The software also works indoors and doesn’t rely on Global Positioning Satellite data as GPS does, the firms pointed out.

“With Project Tango, the smartphone becomes a magic window into the physical world by enabling it to perceive space and motion that goes beyond the boundaries of a touch screen,” said Johnny Lee, Project Tango Lead for Google, in announcing the partnership. “By working with Lenovo, we’ll be able to make Project Tango more accessible to users and developers all over the world to both enjoy and create new experiences that blends the virtual and real world.”

Google also is offering a developers kit for Project Tango apps development.
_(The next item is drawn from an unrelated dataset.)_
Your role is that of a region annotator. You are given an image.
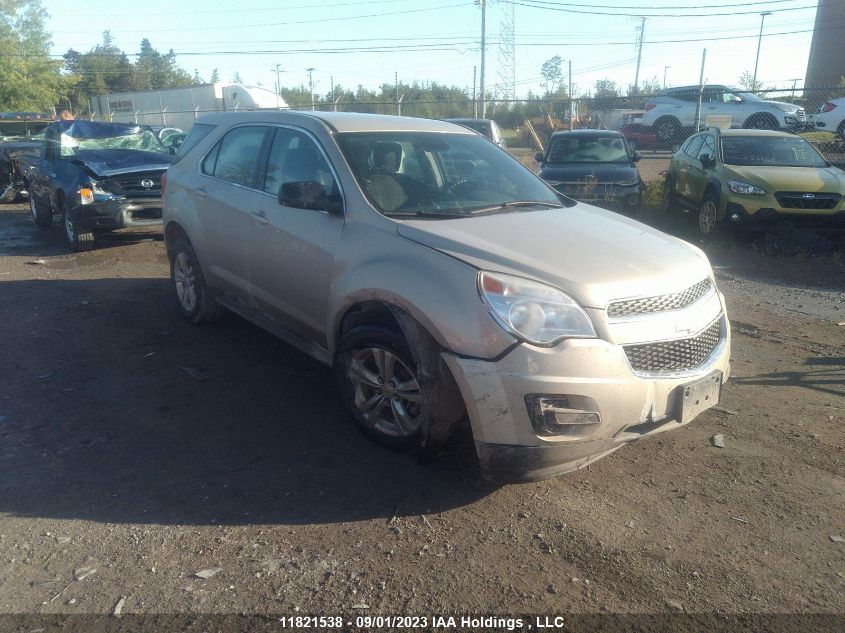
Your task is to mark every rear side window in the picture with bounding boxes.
[202,126,267,188]
[173,123,217,164]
It includes a table and software with a starting price of just over $500.

Lenovo and Google also launched an appeal for apps developers to seize on the Tango concept and deliver uses for such devices. Several apps have already been developed, and Google has even developed a demo augmented reality game using Tango, according to VentureBeat.

Google and Lenovo are not strangers. Less than two years ago, Lenovo bought Google,s smartphone division, Motorola Mobility, for $2.9 billion.

Earlier Thursday, the big news from Lenovo was the fact that the Motorola name was going to be dropped from smartphones developed and sold by the combined teams from Motorola and Lenovo creating such devices. While certain phones will retain the “Moto” name, they will be labeled as Lenovo.

The Tango devices will be powered by Qualcomm chips.

“To break new ground in today’s hypercompetitive smartphone and tablet industries, we must take innovation risks – it’s the only way to truly change the way people use mobile technology,” said Chen Xudong, senior vice president and president of the Mobile Business Group forLenovo. He oversees smartphone development.

“Together with Google we’re breaking down silos by working across mobile hardware and software. Turning our shared vision into reality will create a more holistic product experience that captures the imagination of today’s consumer,” he added.